Gareb stood on the precipice–literally. Below him, a thousand-foot drop presented itself with deadly indifference. He let out a breath to calm himself, to keep himself balanced. One misstep and he'd fall...and fall, and fall. He sucked in another breath, let it out again.
"There is no emotion..." he said quietly.
He nodded to himself. Yes, this was exactly what he needed. Time alone, to calm himself, to keep his passions at bay. He was generally serene–never once had he stricken a foe in anger or malice, only with dispassion and justice. He had rarely lost his temper. But Methic drew out all his negative feelings. How could his cousin be one of the Sith? Methic himself had admitted to knowing the Sith were wrong, and he wished to change the Empire, yet he remained with them.
The same reason you remain with the Jedi, he told himself. They took you in when you had nothing.
Specifically, after the Empire had invaded Gareb's homeworld Phaeda, he and Jasin had retreated to Coruscant and been taken in by the Jedi. Methic had been captured by the Sith, but a sympathetic Sith Lord, one of high standing, had adopted Methic as his own son. That was why Methic stayed a Sith–they were there for him when no one else was.
But the man who had adopted Methic had defected to the Jedi shortly after the Second Great Galactic War broke out. Methic had not found out until months later, after Darth Baras had been killed. Though Methic had always been disgusted with the Sith's corruption, his father's defection had cemented his choice to follow the light side.
He finished, "...there is peace."
Gareb looked down. The drop was still the same distance, but it no longer seemed so daunting. In relief, he stepped back onto the grass behind him.
"Back to the Temple," he muttered quietly.
* * *
Dankin crossed his arms and grinned as the spaceport authorities approached. Normally he would've had to do some fast talking to circumvent their attentions, maybe even included a bribe. Not today. Bowdaar and Corso had done exceptional work hiding the cargo. No one would suspect it.
"Name," the captain said.
"Captain Dankin," he replied. "Captain of this fine ship, the Goodvalor."
He used a different alias for his ship in every spaceport, but he'd always had trouble deciding on an actual name for it. Just a few months ago he'd decided on Emerald Talon.
"Goodvalor?" asked the captain. "As in, the Republic hero Benegryph Goodvalor?"

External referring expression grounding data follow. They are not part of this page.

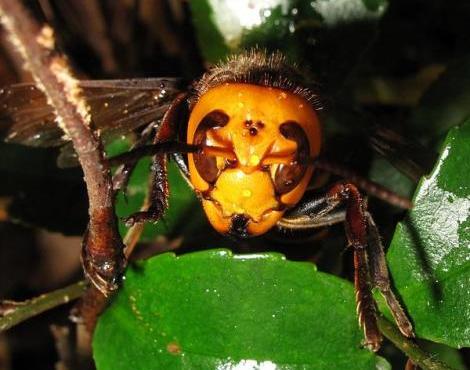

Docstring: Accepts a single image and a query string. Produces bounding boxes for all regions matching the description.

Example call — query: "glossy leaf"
[94,250,386,370]
[189,0,387,91]
[420,341,466,370]
[387,120,470,348]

Dankin resisted the urge to laugh. "Benegryph Goodvalor" was no hero. Centuries ago, during the Mandalorian Wars, a conman named Marn Heirogryph had inadvertently saved an entire platoon–or more–of Republic troops when the Mandalorians had attempted to bomb them. His Trandoshan friend, Slyssk, had panicked, picked up Gryph bodily, and boarded a Republic ship and flown it away. Many of the crewmen had been asleep–Gryph and Slyssk had been accidental heroes. However, because of his wanted status, he'd come up with the alias Benegryph Goodvalor. He'd ended up as a war hero, with his own line of restaurants, holovids–even toys. Even today he was considered a hero by and large.
"Yep," Dankin replied.
The captain nodded. "I'm a fan myself. Owned a vintage 'Benegryph In Mandalorian Armor' action figure when I was a kid. Cost my dad a fortune to get, but it was worth it. I still have the think in a blasterproof glass case in my office."

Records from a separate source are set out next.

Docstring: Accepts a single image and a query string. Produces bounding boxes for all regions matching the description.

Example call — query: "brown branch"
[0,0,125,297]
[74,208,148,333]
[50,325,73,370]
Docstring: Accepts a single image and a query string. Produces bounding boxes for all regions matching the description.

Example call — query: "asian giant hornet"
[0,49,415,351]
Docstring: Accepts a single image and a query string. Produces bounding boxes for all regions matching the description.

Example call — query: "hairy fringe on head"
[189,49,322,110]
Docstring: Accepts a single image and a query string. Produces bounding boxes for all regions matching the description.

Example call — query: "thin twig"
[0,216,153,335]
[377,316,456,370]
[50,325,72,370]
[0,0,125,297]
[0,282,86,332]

"That's...great." Dankin tried really hard not to laugh. "I've seen all his holovids."
One of the troopers kicked the captain gently in the shin. "Sir."
"Oh, uh, right...cargo?"
"Dantooinian spherefruit," Dankin replied. "Straight to the public markets."

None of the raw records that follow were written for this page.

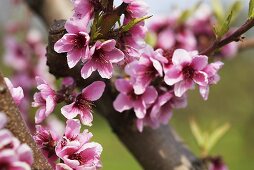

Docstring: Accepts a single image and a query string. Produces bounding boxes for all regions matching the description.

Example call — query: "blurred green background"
[1,0,254,170]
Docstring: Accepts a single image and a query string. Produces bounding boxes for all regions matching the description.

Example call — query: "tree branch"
[200,18,254,55]
[0,73,53,170]
[47,20,207,170]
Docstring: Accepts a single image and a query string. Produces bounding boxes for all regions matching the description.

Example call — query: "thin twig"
[201,18,254,55]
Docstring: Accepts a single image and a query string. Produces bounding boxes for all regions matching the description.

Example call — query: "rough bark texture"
[0,74,53,170]
[47,20,207,170]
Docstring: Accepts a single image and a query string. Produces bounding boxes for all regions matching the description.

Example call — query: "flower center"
[93,49,109,64]
[73,34,88,49]
[182,65,195,79]
[69,153,87,165]
[74,94,93,111]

The captain nodded. "Mind if we inspect it?"
"Sure, have at it."
He led them into his ship and to the cargo hold. Corso glanced up and nodded. The ten crates around the room did, in fact, hold spherefruits. The other goods were elsewhere.
"Mind if I taste one?" asked the captain. "Just to be sure."
Dankin pulled out a fruit and tossed it to him. "No charge."
The captain bit into it. When nothing exploded, he nodded. "All right, good. Deliver your goods. You have two days to get offworld or you'll be charged extra."
Dankin nodded. "Got it, no worries. We're not staying long."
As soon as the captain left, Dankin popped open the floor panels and grinned.
"All right," he said. "One hundred rifles to the anti-Imperial insurgents. Unload those spherefruits and get the rifles back in the crates."
"That guy seemed pretty pro-Republic," Corso noted.
Dankin chuckled. "Maybe he's a member of the resistance. Not my business. In any case, let's get this stuff to them and get out of here."